There are several possible mechanisms behind the inverse association of 8-oxodG levels and tumour aggressiveness. Low serum, plasma or urine levels of 8-oxodG can be a sign of enfeebled repair of oxidatively damaged DNA or enhanced antioxidant defence rather than low ROS production. The main repair enzyme for 8-oxodG is human 8-oxoguanine DNA glycosylase 1 (hOGG1) and its proper function is crucial for the prevention of G to T transversion mutations (Hirano, 2008). Reduced hOGG1 levels significantly increase relative risk for initiation of carcinomas (Paz-Elizur et al, 2003, 2006). With impaired hOGG1 function, cells are not able to cleave damaged guanosine from DNA, which results in lower 8-oxodG levels in extracellular fluids. However, defects in DNA repair do not explain low 8-oxodG expression in the tumour tissue of the most aggressive breast carcinomas. High ROS production in tumour tissue promotes the over-expression of antioxidant proteins, such as thioredoxins and Prx, which are associated with malignant transformation in breast cancer (Karihtala et al, 2003; Turunen et al, 2004). In addition, promoted antioxidant defence in tumour tissue could offer a growth advantage to cancer cells by avoiding apoptosis and necrosis caused by ROS. Overproduced antioxidant enzymes would prevent ROS interaction with DNA leading to decreased formation of 8-oxodG at tissue level as suggested by the current results. Transcription factor NF-E2-related factor 2 (Nrf2), the major up-regulator of multiple antioxidant enzymes (e.g. peroxiredoxin I, thioredoxin reductase), has a highly important function in eliminating ROS from the cells. On the other hand, Nrf2 up-regulation, which is commonly seen in chemoresistant cell lines, may provide growth advantage to cancer cells during oncological treatments (Lau et al, 2008, Singh et al, 2008). Although the clinical data is currently lacking from breast cancer patients, Nrf2 up-regulation and consequent antioxidant enzyme induction and chemoresistance may explain why the patients with the worst prognosis have low 8-oxodG levels at the initial situation.
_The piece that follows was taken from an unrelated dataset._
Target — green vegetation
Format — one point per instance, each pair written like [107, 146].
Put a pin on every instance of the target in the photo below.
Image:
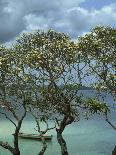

The function of oxidative stress has also been studied in some non-malignant diseases (Evans and Cooke, 2006). Interestingly, low levels of 8-oxodG have been reported in the urine of systemic lupus erythematosus patients and in cerebrospinal fluid of patients with Alzheimer's disease when compared with healthy subjects (Evans and Cooke, 2006; Farinati et al, 2008). These authors also concluded that low 8-oxodG levels should be taken as evidence of impaired DNA repair of 8-oxodG.

We conclude that immunohistochemical 8-oxodG expression is associated with the serum 8-oxodG levels among breast cancer patients. Low 8-oxodG levels both in serum and in breast cancer cells strongly indicate a more aggressive disease, especially in ductal carcinomas. Negative 8-oxodG immunohistochemical staining is a powerful prognostic factor in breast carcinoma patients. The mechanism behind these results offers an attractive topic for future studies.